Friday, May 1, 2009

The Underwear Ratio

Being a bachelor - NOT a 'confirmed bachelor,' thank you very much - I have developed my own way of doing household chores. Since I used to be a cook, I really do wash dishes promptly, I keep my kitchen pretty clean and my knives sharp, and I take the trash out regularly. I also keep the carpets swept and the furniture polished and vacuumed.
   When it comes to laundry, though, I have developed my own formula. I realized early on that the frequency with which I would have to do laundry correlated directly with the amount of underwear I owned. The more underwear that I owned, the less frequently I would have to do laundry. I had enough shirts and pants to wear to work, shorts and t-shirts to wear otherwise, and plenty of socks to go around. I didn't need to wash the shirts every time I wore them, unless I wore them for a long period of time, but I wasn't going to compromise on underwear; one and done, as it were. When I ran out of clean underwear - getting close to the emergency stash - I would be forced to wash clothes.
   The formula is this: the need to do laundry, N, is like a probablility, it ranges from 0 - absolutely no need - to 1 - an urgent certainty. That probability curve is represented by the number of dirty underwear, D, divided by the total number of underwear available including emergency pair, T, times the days since I last did laundry, E, divided by the number of days of non-emergency underwear, R (not T again). That would be:
   N = (D/T) * (E/R)
   You can see that as the ratios increase N approaches 1, meaning I must do laundry. To make it less abstract, let's substitute values. I have 24 pair of regular underwear and 3 pair of emergency underwear. If it's been 7 days since I last did laundry, the ratio would be:
   N = (7/27) * (7/24)
or
   N = 0.259 * 0.291
or
   N = 0.08
No real urgency to do laundry.

   If, however, we gor forward two weeks, the numbers become
   N = (21/27) * (21/24)
or
   N = 0.680
This is EIGHT TIMES the underwear urgency than two weeks before. That's pretty serious.

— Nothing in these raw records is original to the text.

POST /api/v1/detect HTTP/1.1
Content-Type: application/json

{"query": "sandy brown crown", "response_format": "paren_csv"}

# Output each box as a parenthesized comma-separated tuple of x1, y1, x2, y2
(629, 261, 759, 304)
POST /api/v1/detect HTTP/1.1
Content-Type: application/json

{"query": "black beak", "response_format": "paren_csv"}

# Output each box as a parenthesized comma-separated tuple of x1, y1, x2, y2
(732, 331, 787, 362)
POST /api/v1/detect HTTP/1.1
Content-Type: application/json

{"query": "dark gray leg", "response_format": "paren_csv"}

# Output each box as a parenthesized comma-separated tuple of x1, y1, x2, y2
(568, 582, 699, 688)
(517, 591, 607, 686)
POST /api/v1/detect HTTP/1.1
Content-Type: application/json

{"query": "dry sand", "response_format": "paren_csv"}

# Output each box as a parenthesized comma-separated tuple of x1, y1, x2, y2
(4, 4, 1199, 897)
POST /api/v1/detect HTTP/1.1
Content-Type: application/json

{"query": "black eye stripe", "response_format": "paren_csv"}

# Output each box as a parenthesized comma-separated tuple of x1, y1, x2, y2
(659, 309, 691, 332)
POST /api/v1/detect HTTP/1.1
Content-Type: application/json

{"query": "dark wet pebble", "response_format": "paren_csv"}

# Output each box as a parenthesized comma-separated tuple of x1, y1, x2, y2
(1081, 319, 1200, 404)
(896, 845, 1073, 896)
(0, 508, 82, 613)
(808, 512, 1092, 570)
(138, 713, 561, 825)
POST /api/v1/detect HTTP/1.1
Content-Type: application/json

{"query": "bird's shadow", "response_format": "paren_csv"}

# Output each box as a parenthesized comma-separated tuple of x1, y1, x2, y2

   You might say that D and E should always be equal, but you'd be wrong. There's nothing that says I have to actually wear underwear every day.

    Economics note: Underwear is a depreciating asset. And the more you wear it the faster it wears out. Some guys I know will wear a waistband with scraps of fabric attached and call it underwear, but not me, I adhere to strict depreciation schedule. And when I throw out a set, I tear it in half, so no one else would be tempted to put them on.

1 comment:

  1. Now I know what to get you for your birthday!